What do you make of a label with the first paragraph of Homer's Odyssey beneath a reference to the woodland habitat of Winnie-The-Pooh?
We're not exactly sure, but juxtaposition is a recurring theme in the story of Hundred Acre—one of the most gossip-ripe wine brands in Napa, Ca.
Founded in 1998 by darkhorse Jayson Woodbridge, Hundred Acre didn't waste any time raising the bar in St. Helena. Their second vintage made the Wine Spectator 100. And from 2002 - 2015, their wines earned 22 100-point scores from Robert Parker's Wine Advocate.
Jayson Woodbridge's image in the press sounds more like an A-list celebrity than a Napa Valley Winemaker:
"Describing Jayson Woodbridge requires a thesaurus. Passionate is a good word, along with driven, charismatic and hedonistic. You could add exacting, arrogant and volatile."—Tim Fish, Wine Spectator
"That his unconventional ideas and ways of doing things clearly get the results only compounds the prevailing notions of a kind of mysterious, unseen, dark matter element that accounts for his success." —Lisa Perrotti-Brown, Wine Advocate
A veteran of the Canadian Infantry turned investment banker, Jayson "retired" at 36 and bought a prime vineyard site in Napa. Controversy soon followed: including a lawsuit for making wine without a license, civil suits for noncompliance, and complaints from angry neighbors.
Quite the rap sheet for a man who named his winery after a children's book.
But for wine nerds, Jayson's attention to detail describes his character best. Vines are thinned to a single cluster. Specially-trained workers select individual berries worthy of ripeness standards. Air filters stand guard against vine disease. And super-fine misters—emitting just enough moisture to evaporate before coming in contact with the vine—function as an air-conditioning system.
All Hundred Acre fruit comes from small vineyard plots.
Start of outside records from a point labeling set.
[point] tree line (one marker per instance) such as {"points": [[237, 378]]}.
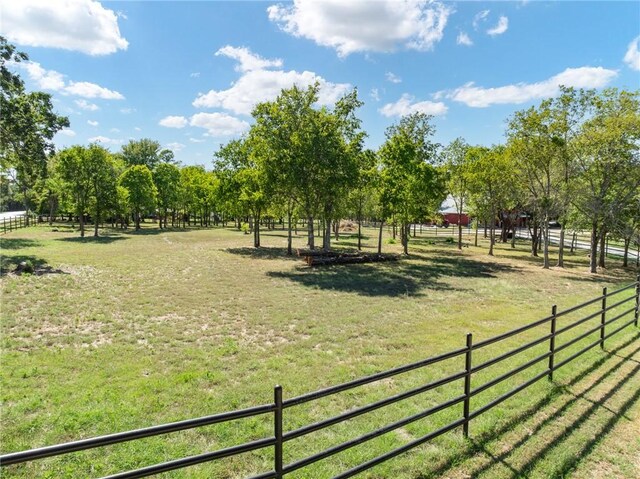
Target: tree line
{"points": [[572, 159]]}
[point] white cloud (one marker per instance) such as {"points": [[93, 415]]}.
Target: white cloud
{"points": [[55, 81], [219, 124], [632, 57], [392, 77], [500, 28], [247, 61], [174, 122], [463, 39], [406, 106], [67, 132], [45, 79], [479, 17], [85, 105], [583, 77], [255, 86], [363, 26], [91, 90], [175, 147], [104, 140], [81, 25]]}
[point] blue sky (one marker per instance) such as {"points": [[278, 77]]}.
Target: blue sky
{"points": [[188, 73]]}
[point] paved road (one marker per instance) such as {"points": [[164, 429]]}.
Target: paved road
{"points": [[554, 238]]}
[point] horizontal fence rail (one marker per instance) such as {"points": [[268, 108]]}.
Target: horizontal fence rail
{"points": [[12, 223], [464, 375]]}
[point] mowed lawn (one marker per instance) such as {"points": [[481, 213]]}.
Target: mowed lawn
{"points": [[136, 329]]}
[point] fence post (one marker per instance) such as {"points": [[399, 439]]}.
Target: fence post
{"points": [[277, 429], [635, 323], [467, 385], [603, 316], [552, 341]]}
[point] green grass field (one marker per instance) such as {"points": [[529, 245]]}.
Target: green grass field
{"points": [[135, 329]]}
And each expression—parsed by soil type, rootstock, and time of harvest—ferments separately. Then Jayson performs a feat of improvisational blending. Perhaps learned by osmosis from Phillipe Melka, who honed his trade at famed Bordeaux houses, Haut Brion and Chateau Petrus and Dominus in California.
Hundred Acre Wines can sell anywhere from $500 to $10,000 or more depending on the source and vintage. These elegant monsters can cellar for 30 - 50 years—a period sure to transform your investment from Winnie-The-Pooh into The Odyssey.